To quote the Book (emphasis mine),
The same is true of generic type parameters that are filled in with concrete type parameters when the trait is used: the concrete types become part of the type that implements the trait. When the type is forgotten through the use of a trait object, there is no way to know what types to fill in the generic type parameters with.
I cannot understand the rationale. For a concrete example, consider the following
pub trait Echoer {
fn echo<T>(&self, v: T) -> T;
}
pub struct Foo { }
impl Echoer for Foo {
fn echo<T>(&self, v: T) -> T {
println!("v = {}", v);
return v;
}
}
pub fn passthrough<T>(e: Box<dyn Echoer>, v: T) {
return e.echo(v);
}
fn main() {
let foo = Foo { };
passthrough(foo, 42);
}
The result is, of course, an error
$ cargo run
Compiling gui v0.1.0 (/tmp/gui)
error[E0038]: the trait `Echoer` cannot be made into an object
--> src/main.rs:14:27
|
14 | pub fn passthrough<T>(e: Box<dyn Echoer>, v: T) {
| ^^^^^^^^^^^^^^^ `Echoer` cannot be made into an object
|
= help: consider moving `echo` to another trait
note: for a trait to be "object safe" it needs to allow building a vtable to allow the call to be resolvable dynamically; for more information visit <https://doc.rust-lang.org/reference/items/traits.html#object-safety>
--> src/main.rs:2:8
|
1 | pub trait Echoer {
| ------ this trait cannot be made into an object...
2 | fn echo<T>(&self, v: T) -> T;
| ^^^^ ...because method `echo` has generic type parameters
error: aborting due to previous error
For more information about this error, try `rustc --explain E0038`.
error: could not compile `gui`
To learn more, run the command again with --verbose.
From my understanding, even though e
forgets about its concrete type when being cast into a trait object, it can still infer that it needs to fill the generic type parameter of echo<T>
with i32
, since it's called inside passthrough<T>
, which is monomorphized to passthrough<i32>
at compile time.
What does "the concrete types become part of the type that implements the trait" mean? Why can't trait methods fill their generic type parameters at compile time, e.g. just call echo<i32>
?
This is similar to Why does a generic method inside a trait require trait object to be sized? but I'll spell out the details here.
Rust trait objects are fat pointers implemented using a vtable.
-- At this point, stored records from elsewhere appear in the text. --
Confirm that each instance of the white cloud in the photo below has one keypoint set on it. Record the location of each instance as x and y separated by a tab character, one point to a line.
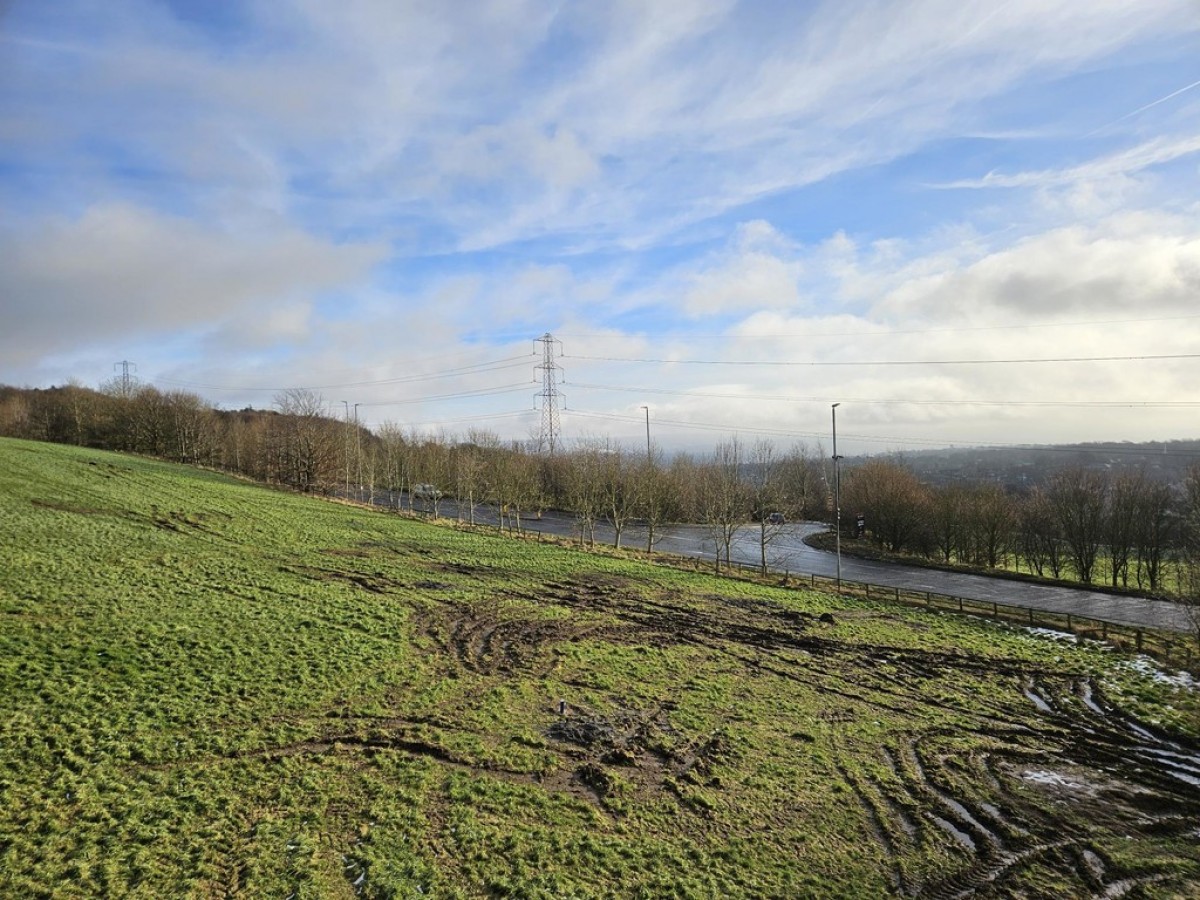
119	270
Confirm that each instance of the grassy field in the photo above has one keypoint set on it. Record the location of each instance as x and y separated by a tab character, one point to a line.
213	689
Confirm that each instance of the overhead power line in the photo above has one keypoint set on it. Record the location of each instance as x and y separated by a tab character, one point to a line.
780	399
941	443
473	369
886	333
457	395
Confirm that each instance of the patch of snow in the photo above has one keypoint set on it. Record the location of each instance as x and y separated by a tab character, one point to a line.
1056	779
1150	667
1053	634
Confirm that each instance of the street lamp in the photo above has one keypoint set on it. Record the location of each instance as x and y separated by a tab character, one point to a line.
837	493
346	447
649	456
358	453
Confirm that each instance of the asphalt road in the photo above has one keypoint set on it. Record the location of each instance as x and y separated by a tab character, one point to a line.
789	552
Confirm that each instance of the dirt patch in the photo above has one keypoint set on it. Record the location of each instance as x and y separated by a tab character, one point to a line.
375	582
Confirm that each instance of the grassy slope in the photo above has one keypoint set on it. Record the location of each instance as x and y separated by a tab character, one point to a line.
211	688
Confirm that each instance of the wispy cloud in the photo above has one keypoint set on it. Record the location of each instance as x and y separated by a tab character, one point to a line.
1144	156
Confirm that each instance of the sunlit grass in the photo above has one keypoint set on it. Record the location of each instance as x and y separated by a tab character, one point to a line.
213	688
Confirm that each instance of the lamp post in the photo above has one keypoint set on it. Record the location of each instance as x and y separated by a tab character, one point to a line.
346	447
837	493
651	487
358	453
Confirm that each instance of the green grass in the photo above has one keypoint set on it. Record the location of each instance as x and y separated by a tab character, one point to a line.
215	689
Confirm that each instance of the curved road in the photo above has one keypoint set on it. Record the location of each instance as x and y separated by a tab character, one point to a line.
789	552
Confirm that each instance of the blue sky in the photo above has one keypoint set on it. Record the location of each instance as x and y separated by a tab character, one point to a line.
732	213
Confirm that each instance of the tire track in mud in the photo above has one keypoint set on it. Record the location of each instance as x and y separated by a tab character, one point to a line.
989	810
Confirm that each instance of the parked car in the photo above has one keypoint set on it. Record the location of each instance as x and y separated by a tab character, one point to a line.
426	492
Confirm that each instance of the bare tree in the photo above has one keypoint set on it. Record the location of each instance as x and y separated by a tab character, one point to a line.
654	499
892	499
1153	533
619	490
725	498
1191	529
801	484
1078	499
1121	521
947	516
309	439
767	496
989	522
585	489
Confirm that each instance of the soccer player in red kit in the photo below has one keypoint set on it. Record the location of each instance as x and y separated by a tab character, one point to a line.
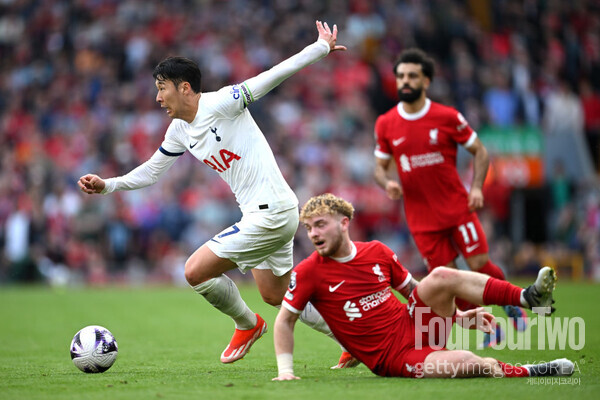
350	283
421	137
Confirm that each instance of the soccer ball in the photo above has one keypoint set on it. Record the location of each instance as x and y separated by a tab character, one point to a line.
93	349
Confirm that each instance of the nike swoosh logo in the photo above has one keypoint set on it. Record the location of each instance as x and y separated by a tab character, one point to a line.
471	248
334	288
397	142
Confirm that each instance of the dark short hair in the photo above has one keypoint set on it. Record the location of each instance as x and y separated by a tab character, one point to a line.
178	70
417	56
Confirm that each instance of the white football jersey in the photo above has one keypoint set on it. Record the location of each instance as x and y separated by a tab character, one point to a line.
225	137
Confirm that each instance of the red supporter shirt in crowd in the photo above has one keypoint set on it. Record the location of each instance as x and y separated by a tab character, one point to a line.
423	145
354	297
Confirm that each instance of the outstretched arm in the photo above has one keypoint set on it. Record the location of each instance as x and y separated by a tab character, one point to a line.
283	338
257	87
142	176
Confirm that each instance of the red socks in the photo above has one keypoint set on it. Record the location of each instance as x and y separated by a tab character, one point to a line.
495	272
501	293
512	371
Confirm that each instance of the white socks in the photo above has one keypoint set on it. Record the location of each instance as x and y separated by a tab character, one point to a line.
222	294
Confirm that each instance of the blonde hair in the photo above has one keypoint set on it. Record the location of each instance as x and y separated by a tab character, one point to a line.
326	204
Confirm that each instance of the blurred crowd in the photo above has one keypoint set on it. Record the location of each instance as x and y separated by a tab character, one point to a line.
77	96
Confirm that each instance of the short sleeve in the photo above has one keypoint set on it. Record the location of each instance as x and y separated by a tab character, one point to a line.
382	147
399	276
172	145
228	102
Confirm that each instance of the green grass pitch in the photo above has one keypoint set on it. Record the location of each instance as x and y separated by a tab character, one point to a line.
170	340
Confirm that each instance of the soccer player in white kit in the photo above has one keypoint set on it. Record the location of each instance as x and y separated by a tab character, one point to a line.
218	130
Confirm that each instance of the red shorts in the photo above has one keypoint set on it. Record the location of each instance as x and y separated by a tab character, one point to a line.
440	247
421	332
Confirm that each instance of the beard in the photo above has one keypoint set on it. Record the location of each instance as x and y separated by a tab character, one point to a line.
409	97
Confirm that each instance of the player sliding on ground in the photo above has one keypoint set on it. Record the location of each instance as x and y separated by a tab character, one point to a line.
219	131
350	285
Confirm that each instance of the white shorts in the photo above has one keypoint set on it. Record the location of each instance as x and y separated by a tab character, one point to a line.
262	240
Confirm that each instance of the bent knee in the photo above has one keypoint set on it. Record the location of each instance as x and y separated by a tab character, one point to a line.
443	274
272	299
193	273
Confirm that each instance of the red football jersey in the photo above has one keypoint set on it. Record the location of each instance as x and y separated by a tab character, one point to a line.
424	147
354	297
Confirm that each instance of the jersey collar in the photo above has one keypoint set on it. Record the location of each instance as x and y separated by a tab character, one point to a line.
349	257
414	116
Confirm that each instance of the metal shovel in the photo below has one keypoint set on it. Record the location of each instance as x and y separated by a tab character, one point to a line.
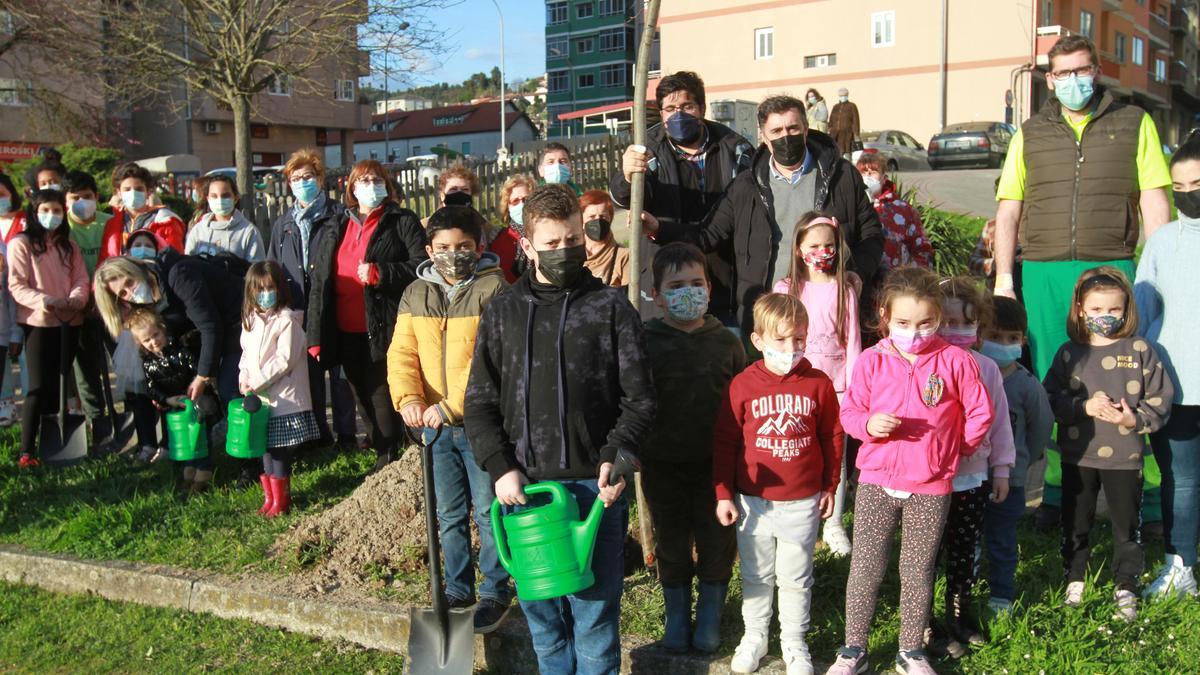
439	639
63	438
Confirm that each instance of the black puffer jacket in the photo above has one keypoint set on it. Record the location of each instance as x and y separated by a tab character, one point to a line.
396	249
287	249
747	217
559	381
203	296
673	192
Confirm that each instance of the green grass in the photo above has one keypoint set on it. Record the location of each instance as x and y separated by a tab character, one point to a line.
51	633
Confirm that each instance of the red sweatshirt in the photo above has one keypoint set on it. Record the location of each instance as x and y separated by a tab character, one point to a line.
778	437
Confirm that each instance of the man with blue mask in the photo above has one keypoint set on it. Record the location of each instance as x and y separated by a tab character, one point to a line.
1072	173
688	161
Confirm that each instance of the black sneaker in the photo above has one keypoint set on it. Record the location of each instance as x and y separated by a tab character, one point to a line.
489	615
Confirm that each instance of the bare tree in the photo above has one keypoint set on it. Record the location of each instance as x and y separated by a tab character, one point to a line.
167	51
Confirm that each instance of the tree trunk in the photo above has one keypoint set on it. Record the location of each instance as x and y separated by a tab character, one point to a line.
243	157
When Rust compiles code such as
pub fn passthrough<T>(e: Box<dyn Echoer>, v: T) {
return e.echo(v);
}
it needs to decide what echo
function to call. A Box
is basically a pointer to value, and in the case of your code, a Foo
will be stored on the heap, and a Box<Foo>
would be a pointer to a Foo
. If you then converted that into a Box<dyn Echoer>
, the new Box actually contains two pointers, one to the Foo
on the heap, and one to a vtable. This vtable is what allows Rust to know what to do when it sees the e.echo(v)
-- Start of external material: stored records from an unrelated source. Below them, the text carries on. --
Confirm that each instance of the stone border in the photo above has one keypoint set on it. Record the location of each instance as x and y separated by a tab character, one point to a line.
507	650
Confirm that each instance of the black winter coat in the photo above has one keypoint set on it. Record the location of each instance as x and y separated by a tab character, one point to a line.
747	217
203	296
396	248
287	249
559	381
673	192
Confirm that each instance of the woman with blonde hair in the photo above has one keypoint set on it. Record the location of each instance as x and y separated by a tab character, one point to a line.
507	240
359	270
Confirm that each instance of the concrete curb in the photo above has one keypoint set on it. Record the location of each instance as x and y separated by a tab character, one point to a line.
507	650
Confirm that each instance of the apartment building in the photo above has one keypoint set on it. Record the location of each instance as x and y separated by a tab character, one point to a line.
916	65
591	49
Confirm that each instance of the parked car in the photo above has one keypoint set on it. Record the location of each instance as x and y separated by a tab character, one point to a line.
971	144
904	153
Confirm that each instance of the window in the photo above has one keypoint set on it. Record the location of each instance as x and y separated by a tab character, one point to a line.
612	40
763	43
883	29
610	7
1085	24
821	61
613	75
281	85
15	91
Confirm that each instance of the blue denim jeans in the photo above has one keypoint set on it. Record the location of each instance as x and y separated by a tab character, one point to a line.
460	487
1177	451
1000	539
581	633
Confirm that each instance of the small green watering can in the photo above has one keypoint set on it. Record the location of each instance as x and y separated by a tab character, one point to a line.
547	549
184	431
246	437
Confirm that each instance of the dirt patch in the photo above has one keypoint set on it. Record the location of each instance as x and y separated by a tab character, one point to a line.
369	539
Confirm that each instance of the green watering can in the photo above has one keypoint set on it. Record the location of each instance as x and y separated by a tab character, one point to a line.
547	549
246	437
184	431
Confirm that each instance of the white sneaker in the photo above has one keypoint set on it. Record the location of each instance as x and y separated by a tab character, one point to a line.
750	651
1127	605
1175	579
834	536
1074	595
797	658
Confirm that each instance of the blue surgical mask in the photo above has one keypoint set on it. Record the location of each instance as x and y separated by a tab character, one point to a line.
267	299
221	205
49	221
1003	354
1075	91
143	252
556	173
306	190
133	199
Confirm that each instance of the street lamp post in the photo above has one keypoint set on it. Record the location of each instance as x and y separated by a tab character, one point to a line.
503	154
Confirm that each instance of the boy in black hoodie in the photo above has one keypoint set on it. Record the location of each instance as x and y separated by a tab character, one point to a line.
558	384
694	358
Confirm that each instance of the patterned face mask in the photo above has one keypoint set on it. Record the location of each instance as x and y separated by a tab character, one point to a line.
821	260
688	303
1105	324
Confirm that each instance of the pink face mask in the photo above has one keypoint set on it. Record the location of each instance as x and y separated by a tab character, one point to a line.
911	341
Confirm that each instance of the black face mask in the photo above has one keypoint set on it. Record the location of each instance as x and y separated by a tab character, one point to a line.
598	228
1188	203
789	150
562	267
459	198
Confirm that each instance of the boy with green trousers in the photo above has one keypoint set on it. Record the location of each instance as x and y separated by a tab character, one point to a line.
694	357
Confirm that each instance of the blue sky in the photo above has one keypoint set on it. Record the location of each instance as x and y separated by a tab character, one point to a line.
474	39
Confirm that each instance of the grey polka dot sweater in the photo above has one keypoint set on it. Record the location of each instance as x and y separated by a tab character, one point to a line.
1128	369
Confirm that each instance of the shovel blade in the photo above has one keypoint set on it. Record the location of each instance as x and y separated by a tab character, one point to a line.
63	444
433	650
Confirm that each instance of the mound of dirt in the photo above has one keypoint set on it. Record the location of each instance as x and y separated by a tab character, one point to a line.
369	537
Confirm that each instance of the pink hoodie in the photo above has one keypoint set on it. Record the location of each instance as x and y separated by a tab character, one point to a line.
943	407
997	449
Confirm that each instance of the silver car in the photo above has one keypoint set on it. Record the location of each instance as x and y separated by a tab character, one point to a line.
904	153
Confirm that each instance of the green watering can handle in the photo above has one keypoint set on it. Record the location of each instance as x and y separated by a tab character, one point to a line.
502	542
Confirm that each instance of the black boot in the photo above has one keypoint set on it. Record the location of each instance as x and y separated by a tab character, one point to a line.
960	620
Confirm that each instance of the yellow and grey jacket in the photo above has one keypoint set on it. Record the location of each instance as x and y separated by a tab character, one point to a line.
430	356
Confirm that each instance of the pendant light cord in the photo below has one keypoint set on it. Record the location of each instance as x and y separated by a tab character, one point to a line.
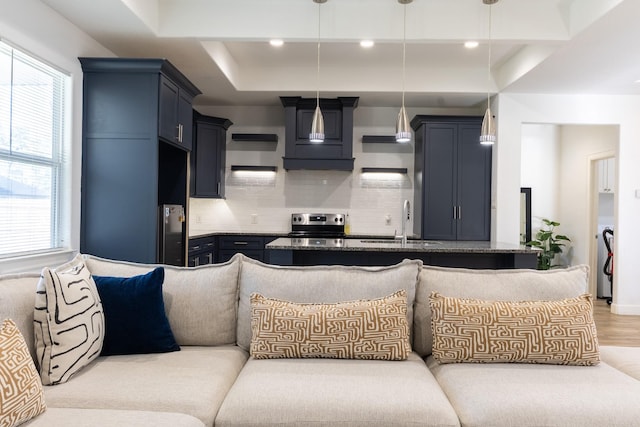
404	48
318	68
489	60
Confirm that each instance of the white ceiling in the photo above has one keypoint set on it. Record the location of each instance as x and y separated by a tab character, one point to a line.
538	46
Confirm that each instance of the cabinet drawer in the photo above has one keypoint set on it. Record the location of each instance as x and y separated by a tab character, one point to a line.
226	255
241	243
201	244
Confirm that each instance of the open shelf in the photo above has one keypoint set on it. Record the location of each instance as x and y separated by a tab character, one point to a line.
379	139
385	170
254	168
254	137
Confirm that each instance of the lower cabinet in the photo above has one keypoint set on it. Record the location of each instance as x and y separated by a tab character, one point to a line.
202	250
249	245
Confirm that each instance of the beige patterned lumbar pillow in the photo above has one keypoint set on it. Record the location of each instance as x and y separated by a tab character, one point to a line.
365	329
560	332
21	395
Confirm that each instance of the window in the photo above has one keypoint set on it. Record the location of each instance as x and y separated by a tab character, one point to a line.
32	153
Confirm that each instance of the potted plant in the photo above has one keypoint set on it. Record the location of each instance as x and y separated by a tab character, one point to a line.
550	244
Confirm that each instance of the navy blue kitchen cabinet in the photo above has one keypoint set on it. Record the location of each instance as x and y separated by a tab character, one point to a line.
336	152
208	157
249	245
452	185
176	113
129	165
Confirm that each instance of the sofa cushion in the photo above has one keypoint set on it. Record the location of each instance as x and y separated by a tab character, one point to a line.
560	332
21	396
18	292
83	417
336	392
498	285
68	321
321	284
363	329
625	359
514	394
135	320
192	381
200	302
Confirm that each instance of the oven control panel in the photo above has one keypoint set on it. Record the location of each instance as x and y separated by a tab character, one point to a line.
317	219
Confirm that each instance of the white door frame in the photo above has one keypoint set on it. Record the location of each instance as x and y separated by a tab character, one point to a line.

. The compiled output for your e.echo(v)
call will look at the vtable to find the echo
implementation for whatever type e
points to, and then call it, in this case passing the Foo
pointer for &self
.
That part is easy in the case of a simple function, but the complexity and issues here comes in due to the <T>
part of fn echo<T>(&self, v: T) -> T;
. Template functions by their nature are aimed at declaring many functions using a single definition, but if a vtable is needed, what should it contain? If your trait contains a method that has a type parameter like <T>
, where are an unknown number of T
types that could be needed. That means Rust needs to either disallow vtables that reference functions with type parameters, or else it it needs to predict ahead of time every possible T
type that could be needed, and include that in the vtable. Rust follows the first option and throws compiler errors like those you are seeing.
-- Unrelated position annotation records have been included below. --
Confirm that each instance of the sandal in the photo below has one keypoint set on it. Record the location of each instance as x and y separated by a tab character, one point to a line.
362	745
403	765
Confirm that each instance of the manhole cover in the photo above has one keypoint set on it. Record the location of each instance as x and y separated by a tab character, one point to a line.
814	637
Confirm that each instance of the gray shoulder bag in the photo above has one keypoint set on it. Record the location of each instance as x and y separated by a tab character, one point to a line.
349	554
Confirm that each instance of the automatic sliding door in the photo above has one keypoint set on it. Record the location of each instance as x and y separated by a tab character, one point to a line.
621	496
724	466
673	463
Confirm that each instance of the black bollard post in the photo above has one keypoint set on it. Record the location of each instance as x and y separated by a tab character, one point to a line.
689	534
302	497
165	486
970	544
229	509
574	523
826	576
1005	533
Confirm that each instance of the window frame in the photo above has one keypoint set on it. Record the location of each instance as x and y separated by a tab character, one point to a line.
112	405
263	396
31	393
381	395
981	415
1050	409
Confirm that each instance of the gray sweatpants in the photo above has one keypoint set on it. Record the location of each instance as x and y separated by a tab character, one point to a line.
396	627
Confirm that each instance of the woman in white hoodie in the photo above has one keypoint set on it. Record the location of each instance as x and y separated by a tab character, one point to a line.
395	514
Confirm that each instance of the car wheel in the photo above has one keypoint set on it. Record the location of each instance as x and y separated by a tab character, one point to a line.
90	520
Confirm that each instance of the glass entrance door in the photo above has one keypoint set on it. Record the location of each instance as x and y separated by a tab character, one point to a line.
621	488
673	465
While knowing the full set of T
types ahead of time may be possible in some cases, and may seem clear to a programmer working in a small codebase, it would be quite complicated and potentially make very large vtables in any non-trivial case. It would also require Rust to have full knowledge of your entire application in other to properly compile things. That could hugely slow down compile times, at a minimum.
Consider for instance that Rust generally compiles dependencies separately from your main code, and does not need to recompile your dependencies when you edit your own project's code. If you need to know all T
types ahead of time to generate a vtable, you need to process all dependencies and all of your own code before deciding which T
values are used and only then compile the function templates. Similarly, say that dependency contained code like the example in your question, every time you changed your own project, Rust would then have to check if your changes introduced a dynamic call to a function with a type parameter that wasn't used before, then it would also need to go recompile the dependency in order to create a new vtable with the newly referenced function as well.
At a minimum, it would introduce a ton of additional complexity.